We also provide a pdfium based renderer that has high fidelity to original PDF source--including correct rendering of embedded fonts for text runs. As has been noted if you want to work with filter imported PDF, you must have the full font(s) installed to system.

The pdfium based insert filter will reconstruct the PDF fonts (either embedded or by toUnicode handling of the paths).

The import filter does not handle the subset fonts well--but isn't it actually is better to perform font fall back. That is when PDF is filter imported, rather than inserted as an image, there is some expectation that one would want to edit the Draw (or Writer, or Impress) document.

Consider what happens with the new document (that is what it is) and attempts to edit when the characters desired are not present in the embedded subset?  That's right you'd be depending on a font fallback to substitute for missing glyphs.

Better to not use the subset fonts at all and provide more reliable fallback and identification of oddly PS named fonts.
Comment 20 Emily Bowman 2021-08-23 22:16:05 UTC
That it always falls back to Libre Sans, basically a new Arial, for all missing fonts is probably the worse crime than that it can't do enough with subset fonts, although it's become better at matching letter height metrics than it used to be. Horizontal metrics are still terrible, but more legible than vertical overlap.

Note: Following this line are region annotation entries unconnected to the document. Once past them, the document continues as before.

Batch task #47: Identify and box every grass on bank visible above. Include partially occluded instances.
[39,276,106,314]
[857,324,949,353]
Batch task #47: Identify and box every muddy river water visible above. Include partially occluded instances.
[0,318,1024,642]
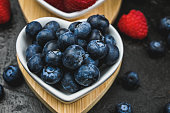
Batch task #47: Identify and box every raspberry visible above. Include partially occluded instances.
[64,0,96,12]
[118,10,148,40]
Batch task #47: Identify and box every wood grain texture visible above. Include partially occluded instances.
[17,57,121,113]
[18,0,122,23]
[17,0,122,113]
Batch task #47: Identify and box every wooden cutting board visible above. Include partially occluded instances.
[17,0,122,113]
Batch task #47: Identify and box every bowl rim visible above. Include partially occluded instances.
[16,17,124,103]
[36,0,105,19]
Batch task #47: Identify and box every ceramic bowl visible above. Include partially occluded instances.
[36,0,105,19]
[16,17,123,103]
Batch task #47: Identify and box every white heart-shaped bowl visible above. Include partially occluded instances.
[16,17,123,102]
[36,0,105,19]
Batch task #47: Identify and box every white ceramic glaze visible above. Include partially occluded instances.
[36,0,105,19]
[16,17,123,102]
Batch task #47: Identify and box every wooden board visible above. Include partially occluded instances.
[17,0,122,113]
[17,57,121,113]
[18,0,122,23]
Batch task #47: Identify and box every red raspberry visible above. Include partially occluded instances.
[64,0,96,12]
[45,0,66,11]
[0,0,11,24]
[118,10,148,39]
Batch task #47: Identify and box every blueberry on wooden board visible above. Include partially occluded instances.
[116,102,132,113]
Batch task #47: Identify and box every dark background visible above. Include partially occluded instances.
[0,0,170,113]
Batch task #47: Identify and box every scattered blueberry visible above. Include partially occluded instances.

As long as we're still in enhancement mode, it would be nice if the fonts were simply left alone until a block was actually unlocked to be edited. After all, fonts can be embedded, and there are no restrictions on how many glyphs a font requires.
Comment 21 Kevin Suo 2021-10-10 12:45:24 UTC
For the pdf document provided in attachment 104251 [details], if you run:
./instdir/program/xpdfimport /home/suokunlong/lo/bugs/xpdfimport/WTR.pdf -f /tmp/tmp.txt

You will see the output like this:
...
updateFont 15 0 0 0 0 5975.099000 0 WtAtArtwork38JBRbw
drawChar 55.375425 112.999280 169.440065 112.999280 59.750990 0.000000 0.000000 -59.750990 1.000000 3
endTextObject
setTextRenderMode 0
updateLineWidth 0.300000
updateFont 15 0 0 0 0 5975.099000 0 WtAtArtwork38JBRbw
drawChar 170.049525 112.999280 226.036203 112.999280 59.750990 0.000000 0.000000 -59.750990 1.000000 4
endTextObject
setTextRenderMode 0
updateLineWidth 0.300000
updateFont 15 0 0 0 0 5975.099000 0 WtAtArtwork38JBRbw
drawChar 226.167655 112.999280 290.459720 112.999280 59.750990 0.000000 0.000000 -59.750990 1.000000 5
endTextObject
setTextRenderMode 0
updateLineWidth 0.300000
updateFont 15 0 0 0 0 5975.099000 0 WtAtArtwork38JBRbw
drawChar 290.650923 112.999280 364.025139 112.999280 59.750990 0.000000 0.000000 -59.750990 1.000000 6
endTextObject
setTextRenderMode 0
updateLineWidth 0.300000
updateFont 15 0 0 0 0 5975.099000 0 WtAtArtwork38JBRbw
drawChar 364.276093 112.999280 423.130818 112.999280 59.750990 0.000000 0.000000 -59.750990 1.000000 7
...

sdext.pdfimport uses these xpdfimport drawchar information to build-up an ODF XML document and then show it to the user. Thus the bug is not on font rendering - the bug is related to xpdfimport (sdext/source/pdfimport/xpdfwrapper/pdfioutdev_gpl.{hxx, cxx}), or more likely a bug on poppler (i.e. the third-party library which libreoffice has used in the above mentioned xpdfimport part.
Comment 22 Kevin Suo 2021-10-10 12:50:27 UTC
(In reply to Michael Warner from comment #16)

> I've noticed this message about an unknown attribute being spammed on the console:
> warn:xmloff:8364:8364:xmloff/source/text/txtparai.cxx:137: unknown attribute urn:oasis:names:tc:opendocument:xmlns:text:1.0 text:style-name value=text101

No, these warnings are not related at all, and these warnings have already been fixed by commit:

author	Kevin Suo <suokunlong@126.com>	2021-07-14 09:44:30 +0800
committer	Noel Grandin <noel.grandin@collabora.co.uk>	2021-07-14 18:53:44 +0200
commit b1ca6d3aae3b75ec3e5c1ef17d582bcec01fc7eb (patch)
    sdext.pdfimport: <text:s> and <text:tab> don't have "text:style-name" attribute
Comment 23 ⁨خالد حسني⁩ 2022-12-25 02:43:13 UTC
The magazine title is not embedded as text, but as a logo split into 5 glyphs and the Unicode mapping for them gives: 34567, so there is nothing we can do here to get the actual text for the title since the PDF does not have it.